Writer and Editor
Harris's first articles on church decoration appear in ecclesiastical publications in 1903. He wrote book reviews for the New York Times, compiled a published catalog of murals in the United States for the Fine Arts Federation and, and for over 11 years was contributing editor for Good Furniture magazine.
"For out of old fields, as men saithe, / Cometh al this new corn from yere to yere. / And out of old bookes, in good faithe, / Cometh al this new science that men lere. —Chaucer. "The idea thus quaintly expressed as a truism some five hundred years ago is equally true today; it is true not only of old fields and old books, but of our art. Thus it is quite necessary in beginning our article on Church Decoration to turn our thoughts backward to the art of days long past..." "The spirit of St. Francis is still operative; the struggle against the powers of evil is still going on. In art and in life it is the struggle between honesty and falsehood, between simplicity and ostentation, between true nobility and vulgarity.

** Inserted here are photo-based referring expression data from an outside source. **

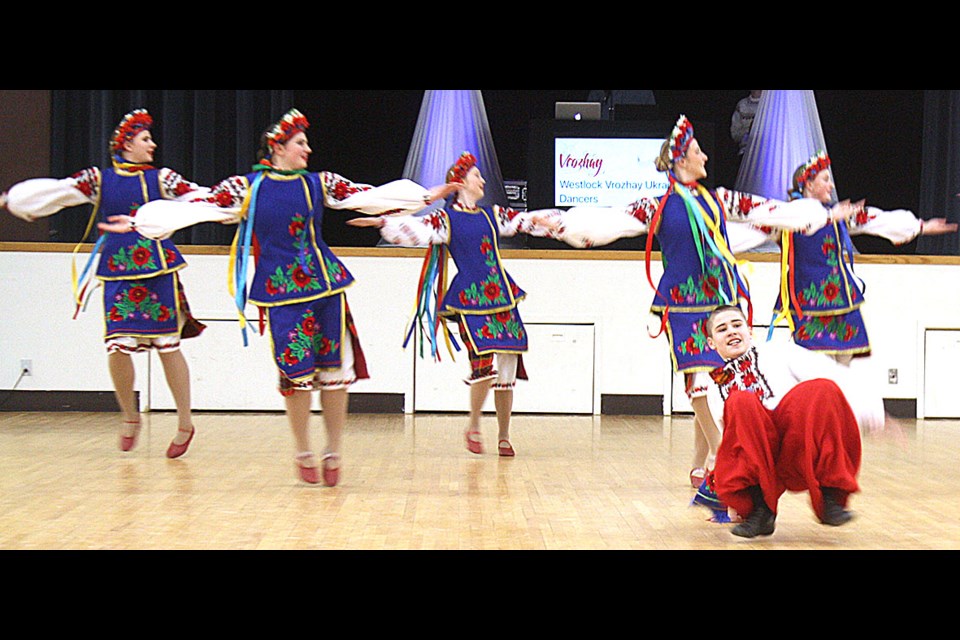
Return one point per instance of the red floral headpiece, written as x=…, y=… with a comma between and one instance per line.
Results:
x=291, y=122
x=132, y=124
x=458, y=172
x=680, y=138
x=813, y=166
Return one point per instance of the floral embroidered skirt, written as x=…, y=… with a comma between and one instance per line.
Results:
x=307, y=337
x=689, y=350
x=501, y=332
x=840, y=334
x=142, y=308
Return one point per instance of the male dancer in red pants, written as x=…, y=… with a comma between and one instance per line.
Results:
x=791, y=422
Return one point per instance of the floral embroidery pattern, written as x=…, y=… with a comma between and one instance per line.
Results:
x=696, y=343
x=174, y=185
x=136, y=257
x=742, y=373
x=339, y=188
x=335, y=270
x=489, y=291
x=500, y=325
x=138, y=302
x=833, y=327
x=828, y=292
x=88, y=182
x=304, y=340
x=297, y=276
x=703, y=290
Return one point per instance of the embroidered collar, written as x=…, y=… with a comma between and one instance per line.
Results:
x=742, y=373
x=264, y=165
x=132, y=167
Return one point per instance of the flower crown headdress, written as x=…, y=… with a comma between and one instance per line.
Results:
x=291, y=122
x=133, y=123
x=812, y=167
x=680, y=138
x=458, y=172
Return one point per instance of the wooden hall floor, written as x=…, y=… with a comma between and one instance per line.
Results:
x=408, y=483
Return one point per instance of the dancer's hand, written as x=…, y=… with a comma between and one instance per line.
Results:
x=442, y=191
x=117, y=224
x=937, y=226
x=367, y=222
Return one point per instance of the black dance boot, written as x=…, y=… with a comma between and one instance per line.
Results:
x=834, y=514
x=761, y=520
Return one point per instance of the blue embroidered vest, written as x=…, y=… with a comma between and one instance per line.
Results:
x=823, y=283
x=294, y=262
x=128, y=256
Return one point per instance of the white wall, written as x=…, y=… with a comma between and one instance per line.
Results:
x=608, y=290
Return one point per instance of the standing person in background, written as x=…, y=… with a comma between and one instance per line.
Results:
x=144, y=303
x=820, y=294
x=741, y=122
x=791, y=421
x=482, y=298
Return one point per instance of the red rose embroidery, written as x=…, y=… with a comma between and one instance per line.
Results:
x=324, y=346
x=830, y=291
x=141, y=256
x=300, y=278
x=138, y=294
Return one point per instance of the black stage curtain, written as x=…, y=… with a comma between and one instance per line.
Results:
x=940, y=172
x=205, y=135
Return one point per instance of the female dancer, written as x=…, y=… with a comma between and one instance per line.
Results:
x=144, y=303
x=299, y=284
x=482, y=298
x=820, y=295
x=700, y=271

On the outcome of this struggle hangs the future of American Art." —William Laurel Harris, “St. Francis and his Influence on Church Decoration,” Christian Art, Aug. 1908, p. 203:
"It is by reading the histories of great men that we learn to appreciate the lessons they taught and comprehend the heroic purposes of their lives. The perspective of ages makes clear the exalted characters of artists long since departed. Unimportant facts and accidental details are soon eliminated or forgotten in a forceful expression of some great ideal. With men of our own time and country our opinion is confused and our judgment bewildered by a multiplicity of facts and a conflict of figures. Yet, it is by studying the actions of our contemporaries, and the lives of those men who have immediately preceded us, that we may most easily learn the varying and prodigious forces that have, in our own day, aided in the upbuilding of our American commonwealth. The lives of great artists are like shining objects floating on troubled water, indicating to us by the direction of their actions the tendency of mighty currents. Of no artist can this be said more truly than of the late John White Alexander, whose untimely death and impressive funeral were recorded in the July issue of Good Furniture." —William Laurel Harris, John White Alexander, His Influence on American Art and Industry, New York City, 1916.